Hacker News new | ask | show | jobs
by festivusr 5073 days ago
There was an interesting talk that mentioned CAPTCHA by one of its creators, Luis von Ahn, at the AAAI-12 conference on AI and robotics this past week.

In ReCAPTCHA, the two-word CAPTCHA version, one of the two words is taken from a scanned book. That (unknown) word was one that failed OCR for that book.

The other word is one that captcha already knows the answer to.

The assumption is if you get the known captcha correct, then you probably got the other one correct as well (if it was possible to read it). The answer to the unknown word supplements the OCR of the book.

The captchas are put in random order, and you only have to get one of them right.

Luis's thought was that people are wasting all this time doing captcha - why not use that time to do something useful, like help digitize books.

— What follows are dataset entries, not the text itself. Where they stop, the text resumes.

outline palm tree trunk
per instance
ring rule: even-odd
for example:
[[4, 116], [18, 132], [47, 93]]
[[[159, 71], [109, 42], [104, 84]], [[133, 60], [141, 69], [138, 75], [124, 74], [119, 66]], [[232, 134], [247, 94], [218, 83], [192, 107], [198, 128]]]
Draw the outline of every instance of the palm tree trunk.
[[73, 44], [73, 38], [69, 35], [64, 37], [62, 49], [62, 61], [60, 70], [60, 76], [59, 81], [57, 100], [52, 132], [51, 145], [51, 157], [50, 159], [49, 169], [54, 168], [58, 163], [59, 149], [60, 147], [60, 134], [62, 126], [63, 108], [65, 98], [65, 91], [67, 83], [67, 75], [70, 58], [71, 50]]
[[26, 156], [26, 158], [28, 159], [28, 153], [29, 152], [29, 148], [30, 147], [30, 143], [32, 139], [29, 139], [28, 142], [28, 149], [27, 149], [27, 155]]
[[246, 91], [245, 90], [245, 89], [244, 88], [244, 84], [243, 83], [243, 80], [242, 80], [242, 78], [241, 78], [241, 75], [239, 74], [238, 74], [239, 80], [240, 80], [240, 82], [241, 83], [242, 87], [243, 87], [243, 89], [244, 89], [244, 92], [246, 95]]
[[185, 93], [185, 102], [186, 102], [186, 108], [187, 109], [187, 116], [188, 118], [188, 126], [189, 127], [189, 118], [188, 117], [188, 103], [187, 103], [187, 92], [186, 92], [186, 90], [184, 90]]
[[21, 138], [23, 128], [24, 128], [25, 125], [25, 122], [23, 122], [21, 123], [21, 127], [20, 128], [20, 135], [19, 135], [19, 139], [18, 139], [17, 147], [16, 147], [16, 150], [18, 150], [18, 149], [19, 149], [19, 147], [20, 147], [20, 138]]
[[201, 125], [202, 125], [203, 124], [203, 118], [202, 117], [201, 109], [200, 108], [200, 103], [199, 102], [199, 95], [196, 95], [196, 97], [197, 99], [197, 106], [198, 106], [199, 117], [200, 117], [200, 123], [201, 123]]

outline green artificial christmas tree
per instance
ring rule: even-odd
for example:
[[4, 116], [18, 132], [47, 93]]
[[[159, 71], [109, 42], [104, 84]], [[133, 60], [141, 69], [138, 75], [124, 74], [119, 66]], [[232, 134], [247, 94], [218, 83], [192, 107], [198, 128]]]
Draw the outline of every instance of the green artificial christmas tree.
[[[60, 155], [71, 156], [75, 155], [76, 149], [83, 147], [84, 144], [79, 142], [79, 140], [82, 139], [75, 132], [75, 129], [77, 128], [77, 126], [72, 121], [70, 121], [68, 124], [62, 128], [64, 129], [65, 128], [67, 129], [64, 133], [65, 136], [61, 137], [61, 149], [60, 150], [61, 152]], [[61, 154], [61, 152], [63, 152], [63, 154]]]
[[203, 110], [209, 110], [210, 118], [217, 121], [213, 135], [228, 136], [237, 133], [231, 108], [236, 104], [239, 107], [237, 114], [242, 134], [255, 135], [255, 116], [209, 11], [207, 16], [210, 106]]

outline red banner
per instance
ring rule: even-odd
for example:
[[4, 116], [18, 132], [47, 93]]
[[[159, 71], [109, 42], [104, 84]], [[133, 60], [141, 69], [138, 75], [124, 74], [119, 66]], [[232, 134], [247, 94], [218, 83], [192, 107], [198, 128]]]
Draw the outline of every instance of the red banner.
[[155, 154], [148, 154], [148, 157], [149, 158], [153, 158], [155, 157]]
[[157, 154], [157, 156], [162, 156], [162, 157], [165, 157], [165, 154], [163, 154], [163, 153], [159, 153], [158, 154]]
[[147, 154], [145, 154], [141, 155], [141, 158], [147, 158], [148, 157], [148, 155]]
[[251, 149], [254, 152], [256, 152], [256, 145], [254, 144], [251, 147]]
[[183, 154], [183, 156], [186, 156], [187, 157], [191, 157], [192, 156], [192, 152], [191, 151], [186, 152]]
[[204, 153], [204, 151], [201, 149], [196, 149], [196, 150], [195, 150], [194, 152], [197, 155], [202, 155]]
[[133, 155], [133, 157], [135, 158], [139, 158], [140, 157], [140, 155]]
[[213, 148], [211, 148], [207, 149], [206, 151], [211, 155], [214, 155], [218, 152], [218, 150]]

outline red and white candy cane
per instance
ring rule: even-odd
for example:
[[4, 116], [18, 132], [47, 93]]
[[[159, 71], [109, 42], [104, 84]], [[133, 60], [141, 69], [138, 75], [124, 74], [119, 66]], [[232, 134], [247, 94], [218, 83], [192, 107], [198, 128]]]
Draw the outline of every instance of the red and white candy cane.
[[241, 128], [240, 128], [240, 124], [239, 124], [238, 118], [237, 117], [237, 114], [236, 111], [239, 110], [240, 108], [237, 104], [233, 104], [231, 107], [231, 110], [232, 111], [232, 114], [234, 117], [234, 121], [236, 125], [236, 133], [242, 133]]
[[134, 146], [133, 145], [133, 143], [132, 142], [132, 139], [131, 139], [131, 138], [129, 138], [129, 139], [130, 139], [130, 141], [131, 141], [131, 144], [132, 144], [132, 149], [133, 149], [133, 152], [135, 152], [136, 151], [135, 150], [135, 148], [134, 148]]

As an aside, he's also one of the principal people behind duolingo, which is a quite awesome language learning / human-assisted translation engine.

2 comments

Yeah. The actual problem as I see it is that people have been trained that you have to get captcha's "right", where with these recaptchas all you really need is a reasonable guess because there is no 'right' (and nowhere does it say that).

The assumption behind recaptcha was a novel one, but it seems pretty obvious that the OCR is really just about as good as humans anyway - the 'difficult words' that usually get served are most commonly either non-existant words (printing/writing errors) or scanning/cropping errors.

Luis von Ahn is one of the very few tech entrepreneurs from Guatemala. He's killing it.